Icariside II potentiates the anti-PD-1 antitumor effect by reducing chemotactic infiltration of myeloid-derived suppressor cells into the tumor microenvironment via ROS-mediated inactivation of the SRC/ERK/STAT3 signaling pathways

Background: Immune checkpoint blockade agents, such as anti-PD-1 Antibodies, show promising antitumor efficacy but only a limited response in patients with non-small cell lung Cancer (NSCLC). Icariside II (IS), a metabolite of Herba Epimedii, is a COX-2 and EGFR inhibitor that can enhance the anti-PD-1 effect. This study aimed to evaluate the antitumor effect of IS in combination with anti-PD-1 and explore the underlying mechanism.

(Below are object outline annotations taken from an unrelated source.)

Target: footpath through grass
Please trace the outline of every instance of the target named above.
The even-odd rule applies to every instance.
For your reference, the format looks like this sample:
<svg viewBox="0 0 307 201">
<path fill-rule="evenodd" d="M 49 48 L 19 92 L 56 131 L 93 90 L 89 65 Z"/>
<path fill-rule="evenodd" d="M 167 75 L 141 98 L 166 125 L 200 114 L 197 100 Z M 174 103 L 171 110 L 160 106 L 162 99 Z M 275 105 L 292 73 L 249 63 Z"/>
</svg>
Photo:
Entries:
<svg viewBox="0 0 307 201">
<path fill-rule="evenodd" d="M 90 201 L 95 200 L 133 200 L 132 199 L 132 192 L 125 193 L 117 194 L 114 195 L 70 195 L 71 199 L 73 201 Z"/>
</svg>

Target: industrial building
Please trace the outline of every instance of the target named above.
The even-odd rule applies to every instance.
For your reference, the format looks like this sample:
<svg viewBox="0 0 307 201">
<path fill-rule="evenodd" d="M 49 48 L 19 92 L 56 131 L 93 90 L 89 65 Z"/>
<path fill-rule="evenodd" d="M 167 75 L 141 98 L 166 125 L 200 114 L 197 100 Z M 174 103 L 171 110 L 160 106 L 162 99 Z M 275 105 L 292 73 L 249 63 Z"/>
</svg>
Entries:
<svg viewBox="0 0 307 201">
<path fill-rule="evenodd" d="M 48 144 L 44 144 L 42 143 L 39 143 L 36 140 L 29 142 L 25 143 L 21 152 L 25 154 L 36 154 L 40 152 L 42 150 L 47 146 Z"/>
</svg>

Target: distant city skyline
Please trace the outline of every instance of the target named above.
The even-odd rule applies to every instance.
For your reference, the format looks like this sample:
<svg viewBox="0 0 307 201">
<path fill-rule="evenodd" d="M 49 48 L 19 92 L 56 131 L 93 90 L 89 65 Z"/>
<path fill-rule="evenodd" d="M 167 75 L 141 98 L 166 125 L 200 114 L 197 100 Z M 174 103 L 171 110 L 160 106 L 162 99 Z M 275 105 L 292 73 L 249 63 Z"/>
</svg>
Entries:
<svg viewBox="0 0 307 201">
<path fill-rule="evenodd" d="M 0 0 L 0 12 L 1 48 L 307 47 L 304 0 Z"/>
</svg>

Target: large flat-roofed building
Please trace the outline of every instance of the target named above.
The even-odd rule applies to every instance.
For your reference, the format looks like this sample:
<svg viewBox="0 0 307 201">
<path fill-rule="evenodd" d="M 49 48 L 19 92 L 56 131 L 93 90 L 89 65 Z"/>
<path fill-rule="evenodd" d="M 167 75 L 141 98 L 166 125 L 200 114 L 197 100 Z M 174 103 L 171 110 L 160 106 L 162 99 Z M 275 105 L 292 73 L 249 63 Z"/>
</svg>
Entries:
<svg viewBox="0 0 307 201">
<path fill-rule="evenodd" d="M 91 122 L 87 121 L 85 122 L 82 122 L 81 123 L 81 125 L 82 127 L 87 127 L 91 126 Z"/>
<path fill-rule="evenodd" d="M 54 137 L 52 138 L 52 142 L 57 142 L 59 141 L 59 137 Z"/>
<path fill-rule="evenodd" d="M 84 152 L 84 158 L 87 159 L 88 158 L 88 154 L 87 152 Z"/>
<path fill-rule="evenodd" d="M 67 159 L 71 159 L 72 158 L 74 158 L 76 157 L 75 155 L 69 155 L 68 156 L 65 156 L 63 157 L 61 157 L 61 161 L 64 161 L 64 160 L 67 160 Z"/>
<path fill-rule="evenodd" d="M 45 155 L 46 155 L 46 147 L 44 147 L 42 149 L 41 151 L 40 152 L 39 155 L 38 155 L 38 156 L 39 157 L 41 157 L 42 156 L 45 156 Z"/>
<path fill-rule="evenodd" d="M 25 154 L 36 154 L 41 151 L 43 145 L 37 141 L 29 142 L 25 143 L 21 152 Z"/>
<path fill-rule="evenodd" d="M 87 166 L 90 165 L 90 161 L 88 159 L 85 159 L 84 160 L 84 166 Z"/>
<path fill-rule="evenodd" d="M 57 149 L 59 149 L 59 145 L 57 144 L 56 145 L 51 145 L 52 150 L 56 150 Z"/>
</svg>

Methods: Tumor growth was assessed in Lewis Lung Cancer (LLC) tumor-bearing mice in seven groups (control, IS 20 mg/kg, IS 40 mg/kg, anti-PD-1, IS 20 mg/kg+anti-PD-1, IS 40 mg/kg+anti-PD-1, ERK inhibitor+anti-PD-1). Tumor-infiltrating immune cells were measured by flow cytometry. The mechanisms were explored by tumor RNA-seq and validated in LLC cells through molecular biological experiments using qRT‒PCR, ELISA, and western blotting.

Results: Animal experiments showed that IS in combination with anti-PD-1 further inhibited tumor growth and remarkably reduced the infiltration of myeloid-derived suppressor cells (MDSCs) into the tumor compared with anti-PD-1 monotherapy. RNA-seq and in vitro experiments showed that IS suppressed the chemotactic migration of MDSCs by downregulating the expression of CXC chemokine ligands 2 (CXCL2) and CXCL3. Moreover, IS promoted Reactive Oxygen Species (ROS) generation and inhibited the activation of Src/ERK/STAT3 in LLC cells, which are upstream signaling pathways of these chemokines.

Conclusion: IS potentiates the anti-PD-1 anti-tumor effect by reducing chemotactic infiltration of the myeloid-derived suppressor cell into the tumor microenvironment, via ROS-mediated inactivation of Src/ERK/STAT3 signaling pathways.

Anti-PD-1; CXCL2 and CXCL3; Icariside II; Myeloid-derived suppressor cells; Non-small-cell lung carcinoma; ROS-mediated SRC/ERK/STAT3 signaling pathways.